Le tribunal judiciaire de Paris, dans un jugement réputé contradictoire du 19 janvier 2026, a condamné un transporteur aérien à indemniser un passager pour un retard de vol. Un passager a saisi la juridiction de proximité après l’arrivée de son vol avec plus de trois heures de retard à destination. Le transporteur, régulièrement convoqué, n’a pas comparu ni ne s’est fait représenter à l’audience. La question centrale portait sur le droit à indemnisation du passager en application du règlement européen. Le juge a fait droit à la demande en condamnant la compagnie à verser 250 euros au titre de l’indemnisation forfaitaire.
I. L’indemnisation forfaitaire fondée sur le retard du vol
Le juge rappelle que le professionnel est responsable de plein droit de la bonne exécution du contrat de transport. Il applique le règlement européen en retenant que le retard de plus de trois heures ouvre droit à indemnisation. La solution s’inscrit dans la protection élevée des passagers voulue par le droit de l’Union.
La compagnie aérienne est condamnée sur le fondement de l’article 7 du règlement n°261/2004. Le montant de 250 euros est fixé pour les vols de 1500 kilomètres ou moins, comme le prévoit le texte. La valeur de cette décision est d’affirmer l’application du règlement même en l’absence du défendeur. La portée est de rappeler l’obligation du transporteur de prouver les circonstances exceptionnelles pour s’exonérer.
II. Les dommages-intérêts pour défaut d’information et les frais de procédure
Le tribunal alloue 60 euros au passager pour le défaut de présentation de la notice d’information. Le juge estime que le transporteur a méconnu son obligation d’information prévue par la réglementation. Cette somme répare un préjudice distinct du simple retard subi par le voyageur.
La compagnie est également condamnée à verser 300 euros sur le fondement de l’article 700 du code de procédure civile.
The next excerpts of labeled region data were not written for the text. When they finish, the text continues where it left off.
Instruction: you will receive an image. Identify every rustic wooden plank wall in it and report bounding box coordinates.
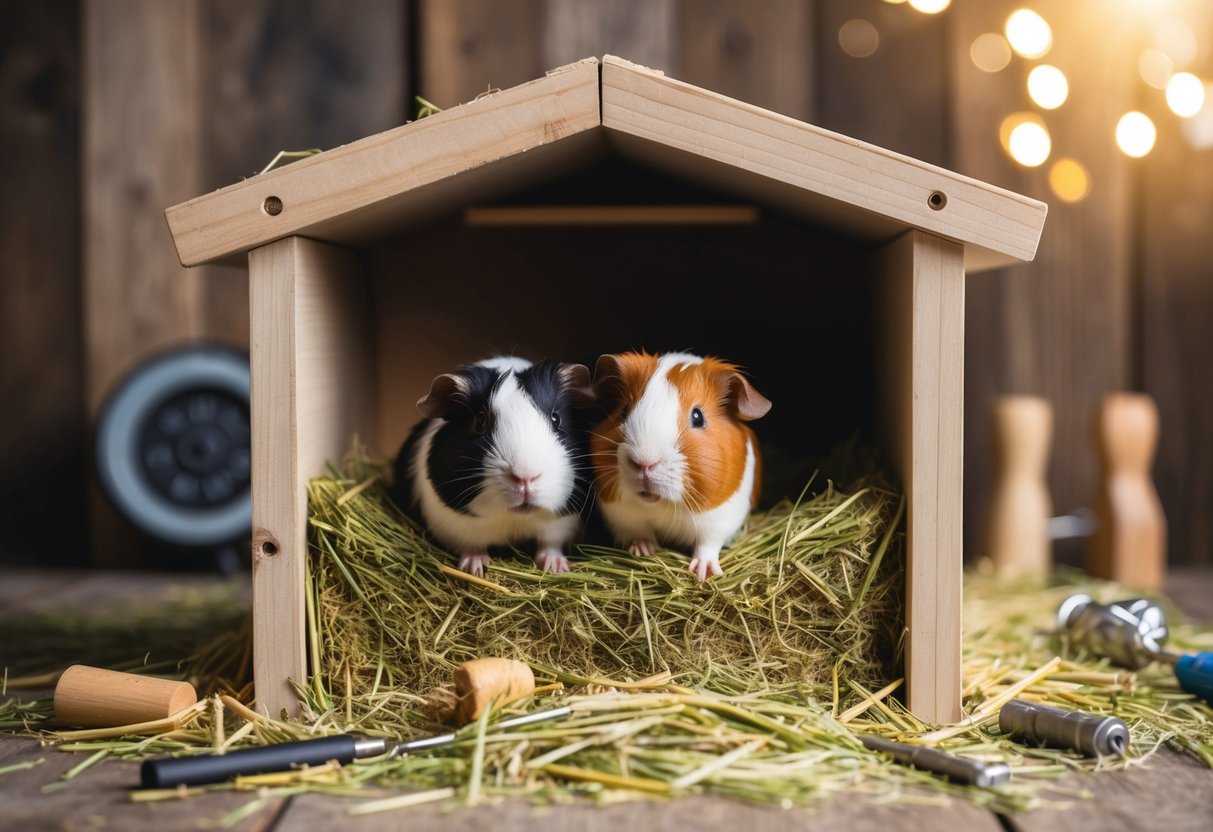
[0,0,87,562]
[0,0,1213,563]
[1132,0,1213,565]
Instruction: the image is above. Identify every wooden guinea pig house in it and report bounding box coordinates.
[167,56,1046,722]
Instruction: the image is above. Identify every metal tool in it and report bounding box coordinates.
[1058,594,1213,703]
[139,707,573,788]
[998,699,1129,757]
[861,736,1010,788]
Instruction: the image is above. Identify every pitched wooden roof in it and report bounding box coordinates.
[165,56,1047,276]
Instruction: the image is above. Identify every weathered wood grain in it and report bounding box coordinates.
[0,736,285,832]
[949,0,1139,567]
[542,0,679,72]
[274,794,1001,832]
[674,0,818,121]
[0,0,87,563]
[811,0,946,167]
[1134,0,1213,565]
[422,0,545,109]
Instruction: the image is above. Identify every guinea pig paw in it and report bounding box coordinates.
[535,548,569,572]
[459,553,492,577]
[627,540,657,558]
[690,558,724,581]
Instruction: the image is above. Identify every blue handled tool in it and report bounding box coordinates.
[1058,594,1213,705]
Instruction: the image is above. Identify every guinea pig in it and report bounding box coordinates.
[590,353,770,581]
[392,357,594,575]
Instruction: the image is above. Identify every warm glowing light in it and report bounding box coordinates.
[998,113,1053,167]
[969,32,1010,73]
[1006,8,1053,58]
[1027,63,1070,110]
[910,0,952,15]
[1049,159,1090,203]
[1154,17,1200,68]
[1138,49,1175,90]
[1116,110,1158,159]
[838,18,881,58]
[1179,84,1213,150]
[1167,73,1205,119]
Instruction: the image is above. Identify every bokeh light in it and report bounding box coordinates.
[1006,8,1053,58]
[969,32,1010,73]
[1027,63,1070,110]
[1116,110,1158,159]
[910,0,952,15]
[1049,158,1090,203]
[1138,49,1175,90]
[838,18,881,58]
[1167,73,1205,119]
[998,113,1053,167]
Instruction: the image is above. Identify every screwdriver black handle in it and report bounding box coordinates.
[139,734,361,788]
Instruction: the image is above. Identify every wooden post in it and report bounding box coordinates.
[876,230,964,723]
[986,395,1053,580]
[249,237,374,717]
[1087,393,1167,589]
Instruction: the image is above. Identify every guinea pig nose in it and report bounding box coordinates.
[627,456,660,474]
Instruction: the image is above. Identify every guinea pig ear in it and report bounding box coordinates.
[724,372,770,422]
[557,364,598,408]
[594,353,623,408]
[417,372,472,418]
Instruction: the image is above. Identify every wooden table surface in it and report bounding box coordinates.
[0,569,1213,832]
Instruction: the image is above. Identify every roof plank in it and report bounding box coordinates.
[602,55,1047,267]
[165,58,600,266]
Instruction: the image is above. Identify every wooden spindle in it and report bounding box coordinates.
[986,395,1053,580]
[1087,393,1167,588]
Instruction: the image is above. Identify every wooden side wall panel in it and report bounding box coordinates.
[878,232,964,723]
[249,238,372,717]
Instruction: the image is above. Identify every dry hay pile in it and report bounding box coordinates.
[309,457,904,717]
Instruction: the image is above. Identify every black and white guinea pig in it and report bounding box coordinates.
[392,357,594,575]
[590,353,770,581]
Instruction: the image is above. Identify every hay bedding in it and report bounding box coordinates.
[0,460,1213,821]
[309,448,904,717]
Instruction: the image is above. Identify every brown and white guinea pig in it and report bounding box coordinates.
[590,353,770,581]
[392,357,594,575]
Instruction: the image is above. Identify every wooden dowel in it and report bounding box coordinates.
[986,395,1053,580]
[455,657,535,724]
[1087,393,1167,589]
[55,665,198,728]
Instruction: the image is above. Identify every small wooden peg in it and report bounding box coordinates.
[55,665,198,728]
[1087,393,1167,588]
[986,395,1053,580]
[455,657,535,724]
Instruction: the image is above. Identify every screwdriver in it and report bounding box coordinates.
[139,707,573,788]
[1058,594,1213,705]
[860,735,1010,788]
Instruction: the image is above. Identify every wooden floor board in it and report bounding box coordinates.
[0,736,283,832]
[0,569,1213,832]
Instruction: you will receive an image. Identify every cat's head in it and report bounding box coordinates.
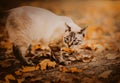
[63,25,86,48]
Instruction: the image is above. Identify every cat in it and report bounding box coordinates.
[6,6,85,64]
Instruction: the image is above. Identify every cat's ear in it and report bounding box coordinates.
[79,26,88,34]
[65,23,71,32]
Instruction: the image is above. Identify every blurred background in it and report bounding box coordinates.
[0,0,120,48]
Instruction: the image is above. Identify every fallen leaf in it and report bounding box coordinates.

Elle supporte en outre les entiers dépens de l’instance, conformément à l’article 696 du même code. La valeur de cette condamnation est de sanctionner le comportement processuel du défendeur défaillant. La portée est d’inciter les transporteurs à comparaitre ou à régulariser les litiges à l’amiable.
Fondements juridiques
Article L. 2314-23 du Code du travail En vigueur
Pour les salariés mis à disposition qui remplissent les conditions mentionnées au 2° de l’article L. 1111-2, la condition de présence dans l’entreprise utilisatrice est de douze mois continus pour y être électeur. Les salariés mis à disposition ne sont pas éligibles dans l’entreprise utilisatrice.
Les salariés mis à disposition qui remplissent les conditions mentionnées au premier alinéa choisissent s’ils exercent leur droit de vote dans l’entreprise qui les emploie ou l’entreprise utilisatrice.
Article 700 du Code de procédure civile En vigueur
Le juge condamne la partie tenue aux dépens ou qui perd son procès à payer :
1° A l’autre partie la somme qu’il détermine, au titre des frais exposés et non compris dans les dépens ;
2° Et, le cas échéant, à l’avocat du bénéficiaire de l’aide juridictionnelle partielle ou totale une somme au titre des honoraires et frais, non compris dans les dépens, que le bénéficiaire de l’aide aurait exposés s’il n’avait pas eu cette aide. Dans ce cas, il est procédé comme il est dit aux alinéas 3 et 4 de l’article 37 de la loi n° 91-647 du 10 juillet 1991 .
Dans tous les cas, le juge tient compte de l’équité ou de la situation économique de la partie condamnée. Il peut, même d’office, pour des raisons tirées des mêmes considérations, dire qu’il n’y a pas lieu à ces condamnations.
Les parties peuvent produire les justificatifs des sommes qu’elles demandent.
La somme allouée au titre du 2° ne peut être inférieure à la part contributive de l’Etat majorée de 50 %.